It's becoming quite common practice these days to use a Json Web Token (JWT) as the Access Token format for accessing web APIs. The reason being that they are self contained, and cryptographically secure from tampering. And that's fantastic.
Firstly, what is a JWT? Simply put, it's a bag of data - which are called claims - and a cryptographic signature to verify who generated it. If the signature is invalid, the JWT must be ignored, and because nobody else has the signing keys you know they aren't forged.
There are a standard set of claims defined, but you can add any you want. The standard ones are:
- Issuer - who created the JWT
- Subject - who the JWT represents
- Audience - who the JWT is for
- Expiration - when the JWT ceases to be valid
- Not before - when the JWT starts to be valid
- Issued at - when the JWT was created
- Id - a unique identifier for the JWT
The difference between Subject and Audience isn't immediately apparent, but is important. Subject is the user this JWT is an authentication token on behalf of, Audience is the client that is making use of the token.
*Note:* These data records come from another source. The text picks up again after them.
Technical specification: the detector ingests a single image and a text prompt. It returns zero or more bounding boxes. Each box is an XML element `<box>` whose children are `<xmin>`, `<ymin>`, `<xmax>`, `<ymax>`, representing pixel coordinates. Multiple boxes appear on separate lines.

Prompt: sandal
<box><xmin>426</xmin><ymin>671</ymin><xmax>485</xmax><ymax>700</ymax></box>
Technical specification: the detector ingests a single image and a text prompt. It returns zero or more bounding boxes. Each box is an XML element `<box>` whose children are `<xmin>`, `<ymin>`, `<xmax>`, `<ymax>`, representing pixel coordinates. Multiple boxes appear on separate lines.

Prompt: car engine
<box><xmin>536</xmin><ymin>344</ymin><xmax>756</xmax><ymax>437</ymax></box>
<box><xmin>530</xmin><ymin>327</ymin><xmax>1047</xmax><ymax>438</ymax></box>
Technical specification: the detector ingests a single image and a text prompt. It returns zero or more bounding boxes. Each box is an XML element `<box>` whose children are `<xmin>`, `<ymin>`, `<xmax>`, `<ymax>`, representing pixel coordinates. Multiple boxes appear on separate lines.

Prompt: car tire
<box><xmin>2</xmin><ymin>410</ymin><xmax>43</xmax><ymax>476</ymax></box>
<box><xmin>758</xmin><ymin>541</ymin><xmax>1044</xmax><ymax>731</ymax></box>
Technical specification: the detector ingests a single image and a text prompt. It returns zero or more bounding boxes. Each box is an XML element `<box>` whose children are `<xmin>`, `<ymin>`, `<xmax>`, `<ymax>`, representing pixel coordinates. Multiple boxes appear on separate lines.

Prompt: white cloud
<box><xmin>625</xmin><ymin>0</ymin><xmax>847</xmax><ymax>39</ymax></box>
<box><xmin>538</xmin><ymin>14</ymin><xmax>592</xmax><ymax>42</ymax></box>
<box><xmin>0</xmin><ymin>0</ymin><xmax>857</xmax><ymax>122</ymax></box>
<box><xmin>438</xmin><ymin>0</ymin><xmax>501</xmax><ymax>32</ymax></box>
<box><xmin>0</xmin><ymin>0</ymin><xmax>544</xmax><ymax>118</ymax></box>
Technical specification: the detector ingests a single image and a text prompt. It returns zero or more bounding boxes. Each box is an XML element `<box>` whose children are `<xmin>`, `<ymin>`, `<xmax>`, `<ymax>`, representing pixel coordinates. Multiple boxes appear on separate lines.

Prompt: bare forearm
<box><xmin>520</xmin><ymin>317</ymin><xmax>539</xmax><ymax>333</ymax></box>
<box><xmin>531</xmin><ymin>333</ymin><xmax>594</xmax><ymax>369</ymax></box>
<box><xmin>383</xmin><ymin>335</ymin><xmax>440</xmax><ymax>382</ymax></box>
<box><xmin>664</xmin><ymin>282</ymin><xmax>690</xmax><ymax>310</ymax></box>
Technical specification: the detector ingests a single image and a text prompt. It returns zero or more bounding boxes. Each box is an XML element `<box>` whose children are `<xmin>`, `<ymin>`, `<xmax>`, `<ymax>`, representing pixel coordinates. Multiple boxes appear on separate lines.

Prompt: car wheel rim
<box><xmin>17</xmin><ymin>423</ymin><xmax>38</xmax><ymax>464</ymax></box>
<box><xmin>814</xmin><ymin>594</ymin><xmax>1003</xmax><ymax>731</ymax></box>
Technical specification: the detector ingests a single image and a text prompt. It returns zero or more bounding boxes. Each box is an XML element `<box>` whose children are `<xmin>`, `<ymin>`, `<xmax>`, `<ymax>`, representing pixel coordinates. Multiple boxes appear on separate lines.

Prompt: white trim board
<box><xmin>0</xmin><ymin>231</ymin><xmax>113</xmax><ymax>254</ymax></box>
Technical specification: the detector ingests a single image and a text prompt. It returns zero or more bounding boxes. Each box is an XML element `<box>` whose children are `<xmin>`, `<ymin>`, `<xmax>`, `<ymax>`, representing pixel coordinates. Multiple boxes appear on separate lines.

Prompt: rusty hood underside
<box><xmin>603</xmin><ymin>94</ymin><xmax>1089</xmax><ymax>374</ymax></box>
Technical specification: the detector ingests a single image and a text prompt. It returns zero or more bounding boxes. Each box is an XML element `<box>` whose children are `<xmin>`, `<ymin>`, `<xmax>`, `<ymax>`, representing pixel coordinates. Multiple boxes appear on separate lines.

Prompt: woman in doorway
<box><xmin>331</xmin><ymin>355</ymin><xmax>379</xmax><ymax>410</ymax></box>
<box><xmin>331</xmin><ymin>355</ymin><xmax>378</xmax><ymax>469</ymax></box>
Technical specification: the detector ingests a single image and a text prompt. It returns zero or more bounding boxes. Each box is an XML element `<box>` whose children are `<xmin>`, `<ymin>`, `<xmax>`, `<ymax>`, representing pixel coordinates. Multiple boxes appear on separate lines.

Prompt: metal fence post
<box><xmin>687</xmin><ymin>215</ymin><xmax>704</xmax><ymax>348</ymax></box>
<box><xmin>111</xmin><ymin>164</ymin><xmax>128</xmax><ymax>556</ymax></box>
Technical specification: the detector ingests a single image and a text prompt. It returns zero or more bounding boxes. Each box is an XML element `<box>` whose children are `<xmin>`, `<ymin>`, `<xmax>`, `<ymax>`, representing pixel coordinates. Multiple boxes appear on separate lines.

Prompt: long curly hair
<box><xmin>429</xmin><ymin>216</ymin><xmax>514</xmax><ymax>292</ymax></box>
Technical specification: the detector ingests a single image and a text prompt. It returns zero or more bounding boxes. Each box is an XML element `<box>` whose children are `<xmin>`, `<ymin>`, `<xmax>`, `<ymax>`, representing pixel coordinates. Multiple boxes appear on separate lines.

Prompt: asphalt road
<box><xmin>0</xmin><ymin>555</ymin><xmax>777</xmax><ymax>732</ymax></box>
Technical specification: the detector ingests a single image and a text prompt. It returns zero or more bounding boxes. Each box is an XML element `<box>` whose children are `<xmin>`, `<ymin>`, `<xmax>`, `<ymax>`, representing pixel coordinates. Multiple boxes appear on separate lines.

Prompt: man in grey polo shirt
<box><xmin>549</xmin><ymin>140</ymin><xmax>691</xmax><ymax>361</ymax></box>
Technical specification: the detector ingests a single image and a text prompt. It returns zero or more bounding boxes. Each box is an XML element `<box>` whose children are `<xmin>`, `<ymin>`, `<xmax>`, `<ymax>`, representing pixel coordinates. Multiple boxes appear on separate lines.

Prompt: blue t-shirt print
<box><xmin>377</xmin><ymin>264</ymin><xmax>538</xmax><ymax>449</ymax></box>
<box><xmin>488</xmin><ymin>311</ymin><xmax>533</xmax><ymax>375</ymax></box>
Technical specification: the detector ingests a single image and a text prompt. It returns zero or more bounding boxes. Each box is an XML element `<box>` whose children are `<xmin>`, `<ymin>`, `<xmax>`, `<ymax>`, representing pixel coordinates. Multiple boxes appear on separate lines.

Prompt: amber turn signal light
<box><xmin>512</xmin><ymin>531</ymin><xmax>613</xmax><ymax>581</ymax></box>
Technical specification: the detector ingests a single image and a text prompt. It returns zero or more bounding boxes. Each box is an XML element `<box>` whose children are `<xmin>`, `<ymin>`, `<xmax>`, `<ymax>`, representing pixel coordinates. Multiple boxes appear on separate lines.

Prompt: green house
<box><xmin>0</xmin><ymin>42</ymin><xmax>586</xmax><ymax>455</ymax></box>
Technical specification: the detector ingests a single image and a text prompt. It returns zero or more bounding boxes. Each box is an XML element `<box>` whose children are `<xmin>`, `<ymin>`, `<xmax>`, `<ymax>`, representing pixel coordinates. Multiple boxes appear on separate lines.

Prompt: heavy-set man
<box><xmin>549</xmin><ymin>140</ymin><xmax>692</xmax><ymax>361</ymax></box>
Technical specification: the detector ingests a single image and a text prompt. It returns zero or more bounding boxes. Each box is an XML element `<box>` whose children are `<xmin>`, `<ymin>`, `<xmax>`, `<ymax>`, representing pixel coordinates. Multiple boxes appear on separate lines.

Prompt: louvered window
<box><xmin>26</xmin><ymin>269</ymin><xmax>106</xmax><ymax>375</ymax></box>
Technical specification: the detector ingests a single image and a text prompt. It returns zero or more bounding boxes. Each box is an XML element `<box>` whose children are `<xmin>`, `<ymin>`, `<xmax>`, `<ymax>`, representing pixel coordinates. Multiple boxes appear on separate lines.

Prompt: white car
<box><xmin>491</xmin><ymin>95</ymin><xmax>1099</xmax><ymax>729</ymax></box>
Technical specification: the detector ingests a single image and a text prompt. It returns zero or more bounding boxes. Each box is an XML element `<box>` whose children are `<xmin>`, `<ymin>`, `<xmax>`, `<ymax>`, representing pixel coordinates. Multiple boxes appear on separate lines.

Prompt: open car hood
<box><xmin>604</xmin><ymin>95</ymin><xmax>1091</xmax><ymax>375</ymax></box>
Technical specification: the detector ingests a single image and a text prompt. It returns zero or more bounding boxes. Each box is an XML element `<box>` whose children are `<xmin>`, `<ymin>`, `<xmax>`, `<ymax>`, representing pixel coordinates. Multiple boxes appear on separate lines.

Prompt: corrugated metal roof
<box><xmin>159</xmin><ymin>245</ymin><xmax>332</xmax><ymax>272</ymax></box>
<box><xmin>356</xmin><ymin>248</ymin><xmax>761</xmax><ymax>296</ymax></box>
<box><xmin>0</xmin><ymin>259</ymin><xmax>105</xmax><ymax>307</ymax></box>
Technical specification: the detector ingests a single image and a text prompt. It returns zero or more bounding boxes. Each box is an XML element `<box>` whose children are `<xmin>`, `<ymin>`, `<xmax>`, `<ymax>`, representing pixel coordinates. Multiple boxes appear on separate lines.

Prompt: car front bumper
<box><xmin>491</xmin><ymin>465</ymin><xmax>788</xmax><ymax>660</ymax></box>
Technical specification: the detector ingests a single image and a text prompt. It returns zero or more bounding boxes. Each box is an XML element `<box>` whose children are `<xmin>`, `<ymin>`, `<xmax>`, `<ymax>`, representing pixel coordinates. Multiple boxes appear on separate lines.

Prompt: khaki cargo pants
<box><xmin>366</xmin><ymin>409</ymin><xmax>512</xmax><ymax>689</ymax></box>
The fact that JWTs have expiry built in if very useful too. It means I can issue one, and the login session is dictated by the expiry time. If I need to extend it, I can just issue a new one (OAuth2 defines this as Refresh Token).
So does this mean I can avoid all database lookups during the authorization flow? I know who the user is, and I know that the session is valid. Is that enough?
No it's not. There are three extra things you need, and one of those can not be stored in the JWT.
Firstly - is the user allowed to perform this action? This can be stored in the JWT as a collection of the users roles. That was simple.
Secondly - is the user account banned? This might have changed since they logged in, and it might be important to honour it immediately, so this needs looking up in the database every time. Now, if you have short lived tokens and are ok with banning a user taking this time you can avoid this too.
Thirdly - is the Token still valid? This means two things - has the token been revoked, and has the audience been revoked? Again, with short lived tokens and an acceptance of the fact that revocation taking time this can be avoided too.
So, can we avoid database lookups during authorisation? Maybe, but that's depends on how you balance security against performance and ease of use.
The important thing is to not just blindly assume that JWTs mean no database lookups. It can, but it probably shouldn't.